My friend came over dinner the other night and as we sat down to the main course, she commented that she was envious of my calm and control in the kitchen, my multitasking abilities. For that reason I’ve put together a few tidbits that I’ve picked up over the years that I’ve found helpful.
1. Pretty much anything that you’re making can be pulled off the heat if you’ve gotten ahead of yourself. Your onions are starting to brown but you haven’t finished chopping up your garlic and ginger? No problem. Take the pan off the heat. Your water has come to a boil for the noodles, but you know your sauce is still 20 minutes away? Turn the burner off and wait 10 minutes.
2a. Mise en place, aka have everything out on the counter/cut up/measured out before you start cooking.
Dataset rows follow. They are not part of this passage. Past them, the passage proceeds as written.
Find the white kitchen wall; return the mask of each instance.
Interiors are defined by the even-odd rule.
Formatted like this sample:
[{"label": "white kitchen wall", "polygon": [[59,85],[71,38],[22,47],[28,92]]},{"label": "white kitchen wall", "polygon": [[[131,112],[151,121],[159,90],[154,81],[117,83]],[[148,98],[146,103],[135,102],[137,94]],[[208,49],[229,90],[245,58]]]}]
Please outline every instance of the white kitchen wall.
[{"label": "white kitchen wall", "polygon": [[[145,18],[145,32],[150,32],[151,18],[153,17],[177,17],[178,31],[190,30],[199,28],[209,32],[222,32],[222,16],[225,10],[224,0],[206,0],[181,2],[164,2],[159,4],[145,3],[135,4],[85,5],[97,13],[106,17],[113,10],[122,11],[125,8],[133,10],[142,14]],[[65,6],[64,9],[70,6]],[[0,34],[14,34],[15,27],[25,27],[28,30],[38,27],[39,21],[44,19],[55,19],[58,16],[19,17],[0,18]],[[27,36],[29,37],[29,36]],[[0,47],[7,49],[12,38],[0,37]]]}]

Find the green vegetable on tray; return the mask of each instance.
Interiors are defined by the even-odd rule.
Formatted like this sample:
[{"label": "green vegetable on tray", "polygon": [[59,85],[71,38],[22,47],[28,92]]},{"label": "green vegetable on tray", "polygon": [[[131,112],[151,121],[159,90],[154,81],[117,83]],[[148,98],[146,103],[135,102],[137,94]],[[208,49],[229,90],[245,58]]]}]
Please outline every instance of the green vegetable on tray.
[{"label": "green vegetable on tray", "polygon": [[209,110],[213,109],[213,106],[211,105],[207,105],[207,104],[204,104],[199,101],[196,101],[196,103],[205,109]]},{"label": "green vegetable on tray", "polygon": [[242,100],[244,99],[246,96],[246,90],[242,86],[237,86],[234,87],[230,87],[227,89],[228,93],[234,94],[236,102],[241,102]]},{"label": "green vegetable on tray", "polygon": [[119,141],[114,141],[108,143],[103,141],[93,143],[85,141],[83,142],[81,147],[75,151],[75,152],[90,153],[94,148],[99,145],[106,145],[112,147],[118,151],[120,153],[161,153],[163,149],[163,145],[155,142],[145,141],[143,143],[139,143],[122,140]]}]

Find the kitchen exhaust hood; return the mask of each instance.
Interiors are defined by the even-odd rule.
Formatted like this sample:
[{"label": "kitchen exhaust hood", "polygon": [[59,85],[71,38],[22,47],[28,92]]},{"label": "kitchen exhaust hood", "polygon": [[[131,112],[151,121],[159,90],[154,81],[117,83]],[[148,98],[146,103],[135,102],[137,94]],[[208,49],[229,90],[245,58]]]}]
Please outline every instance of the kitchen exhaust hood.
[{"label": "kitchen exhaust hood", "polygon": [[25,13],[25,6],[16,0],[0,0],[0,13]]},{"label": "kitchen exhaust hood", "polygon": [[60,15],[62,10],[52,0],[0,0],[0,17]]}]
If you’re a beginner cook and you tend to move a little bit slower and you know that once you turn the burner on you’ll feel rushed or distracted, avoid that by setting yourself up for success and prepping everything that takes time in advance. I’m decently efficient with a knife, and if I’m making a butternut squash soup, I’m butchering that thing before I even think about peeling an onion.
2b. Furthermore, when you’re having people over for a meal, have it 85% ready to go. That way, you can get the bulk of the cleaning out of the way, and do the final assembly while they’re with you so that the food is fresh and hot. I went to the gym before my friend came over for dinner (fitness? you mean fittin-dis-whole-pizzah-in-mouth), but I made a spicy cucumber salad before leaving and then threw together a simple gingery miso broth with shitake mushrooms when I returned home. For the main course I served soba noodles with crispy tofu and vegetables in a spicy peanut sauce, so I had the tofu cooked, the veggies and mint prepped, the peanut sauce made, and I brought the water to a boil for the noodles while I assembled the appetizers.
3. Read the recipe all the way through, and foresee hurdles. Do you chop garlic really slowly? Are you missing ingredients? Do you hate opening cans (me) or rinsing grains (also me)? Get it out of the way immediately. Maybe you want to complete the recipe in slow steps throughout the day or maybe you just want to be able to pull in off in 15 minutes, but you know that you’ll be too tired when you get home from work to grab the canned tomatoes from downstairs. Make the recipe work for you and your schedule.
4. Clean as you go. Have a bowl nearby for scraps (I will love you forever if you compost) and a sponge at the ready. Put the dirty dishes in the sink. Do them when there’s a break in the recipe. Your kitchen won’t look disastrous once dinner is ready and you’ll be more motivated to cook again another day.
5. Make sure there’s a clock or timer of sorts in your kitchen. It’s distracting to have to look at your phone to see how long your cake has been in the oven, or to know how much longer your pickling solution needs to boil for.
6. Cheat. With machinery (a mini food processor minces garlic and ginger in seconds), with store bought ingredients (pre-sliced cabbaged with a tahini, soy, apple cider vinegar, olive oil dressing and segmented clementines is a great starter), and by encouraging the people around you to help out. When guests come for dinner, ask them to chop parsley, flip the fritters, dry the dishes, etc.
7. Have a well stocked pantry. Everyone has different staple ingredients that they turn to but knowing that you can always throw a meal together, or at the very least that you’re not about to run out of olive oil or peanut butter is reassuring and a great way to make cooking easier. When you’re trying new recipes, you can use the opportunity to try a new ingredient (like pomegranate molasses), and you won’t have to buy familiar things you already enjoy using, like cumin or dried oregano.
I hope these tips help you before a more efficient cook. Feel free to share your tips and tricks in the comments down below, along with any questions or subjects you’d like me to write about. Happy cooking.